2026-02-19
Sponsored vs Organic Sales Split + Flywheel Health
Task: Build sponsored/organic sales analytics with flywheel health indicator for ATLAS.
User insight (key):
> "TACOS sweet spot is 25-75%. Too low means leaving market on table. But if TACOS is 75% and sponsored portion is 80%, we're not generating the flywheel to get organic sales."
This changed everything — moved from simple TACOS thresholds to combined TACOS+sponsored% health analysis.
What we built:
1. Family Page Widget (after TACOS widget, overview tab)
- Total Units, Sponsored Units (%), Organic Units (%)
- Flywheel Health indicator with 4 states:
- 🟢 Healthy: TACOS <75%, Sponsored <50% (ads driving organic)
- 🟡 Warning: TACOS <75%, Sponsored ≥50% (could improve organic)
- 🟠 High TACOS, mid sponsored: Still generating some organic
- 🔴 Critical: TACOS ≥75%, Sponsored ≥70% (weak flywheel, losing money)
2. ATLAS Intelligence Updates
- Correct TACOS thresholds:
- >100% = Critical (losing money)
- 90-100% = Warning (breaking even)
- 75-90% = Watch (tight margins)
- 25-75% = Sweet spot ✅
- <10% = Opportunity (too conservative, could capture more market)
- Flywheel health alerts (high TACOS + high sponsored %)
- Growth opportunities (very low TACOS with strong royalty)
3. Data Layer
- Added organic_units, sponsored_pct, organic_pct to adsMetrics
- Calculation already existed (line 583) — just needed to surface it
- Updated getAdsData() to fetch royalties + attributed_units
Process that worked:
1. Pre-mortem — caught NaN% division by zero risk (90% probability)

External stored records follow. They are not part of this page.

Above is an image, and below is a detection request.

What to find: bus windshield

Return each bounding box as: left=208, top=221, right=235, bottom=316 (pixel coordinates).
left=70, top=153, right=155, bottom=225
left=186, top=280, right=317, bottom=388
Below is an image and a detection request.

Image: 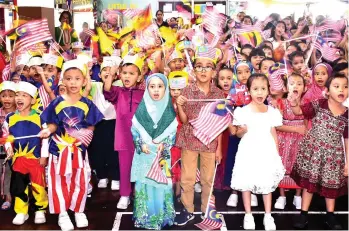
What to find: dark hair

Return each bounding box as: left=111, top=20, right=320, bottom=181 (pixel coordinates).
left=270, top=21, right=287, bottom=41
left=325, top=72, right=348, bottom=90
left=246, top=73, right=270, bottom=91
left=248, top=48, right=265, bottom=62
left=259, top=56, right=275, bottom=70
left=241, top=15, right=253, bottom=25
left=288, top=51, right=305, bottom=63
left=333, top=63, right=348, bottom=72
left=59, top=11, right=73, bottom=24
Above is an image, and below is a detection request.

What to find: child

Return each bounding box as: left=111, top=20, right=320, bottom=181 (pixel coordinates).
left=86, top=62, right=120, bottom=190
left=40, top=60, right=103, bottom=230
left=214, top=67, right=234, bottom=190
left=131, top=73, right=178, bottom=230
left=231, top=74, right=285, bottom=230
left=275, top=73, right=306, bottom=209
left=290, top=73, right=349, bottom=230
left=3, top=82, right=48, bottom=225
left=168, top=71, right=189, bottom=201
left=0, top=81, right=16, bottom=210
left=175, top=46, right=224, bottom=226
left=101, top=55, right=144, bottom=209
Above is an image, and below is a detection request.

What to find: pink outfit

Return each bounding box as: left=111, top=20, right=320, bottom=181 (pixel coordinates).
left=103, top=86, right=144, bottom=196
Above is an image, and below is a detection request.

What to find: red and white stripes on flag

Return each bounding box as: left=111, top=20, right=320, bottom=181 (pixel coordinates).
left=189, top=102, right=231, bottom=146
left=15, top=19, right=53, bottom=50
left=147, top=152, right=168, bottom=184
left=202, top=7, right=227, bottom=36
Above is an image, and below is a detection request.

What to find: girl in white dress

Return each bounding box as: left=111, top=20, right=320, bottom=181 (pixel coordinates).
left=231, top=74, right=285, bottom=230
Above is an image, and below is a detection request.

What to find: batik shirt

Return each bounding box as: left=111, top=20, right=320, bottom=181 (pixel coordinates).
left=41, top=96, right=103, bottom=158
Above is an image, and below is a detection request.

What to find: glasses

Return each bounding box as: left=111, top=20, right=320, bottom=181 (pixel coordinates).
left=194, top=66, right=213, bottom=72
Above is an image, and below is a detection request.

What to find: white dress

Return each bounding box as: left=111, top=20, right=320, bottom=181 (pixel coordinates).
left=231, top=105, right=285, bottom=194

2. Plan before code — realized calculation existed, just needed UI
3. Incremental testing — family page → Intelligence → capture experience
4. User domain knowledge — 25-75% sweet spot beats generic benchmarks
Lessons:
- Domain expertise > generic benchmarks — user's "too low = leaving market" insight was gold
- Ask threshold questions upfront — "what's good/bad/ideal?" prevents rework
- Calculation existing but hidden — check data layer before building from scratch
- Pre-mortem → Plan → Execute — works reliably, prevents breakage
- Linter catches incomplete refactoring — unused variables = logic not fully thought through
Files changed:
kdp-app/app/family/[id]/page.tsx — widget + adsMetrics interface
bin/atlas-intelligence.js — thresholds + flywheel logic + opportunities
Current state:
- Widget live on family pages ✅
- Intelligence script updated ✅
- PM2 restarted (kdp-app) ✅
- Experience captured in intuition center ✅
- Commit
0340cf9
What's next (user's choice):
1. Currency-affected listings — re-import Feb 2026 for 3 listings (IT/EUR, 2x UK/GBP)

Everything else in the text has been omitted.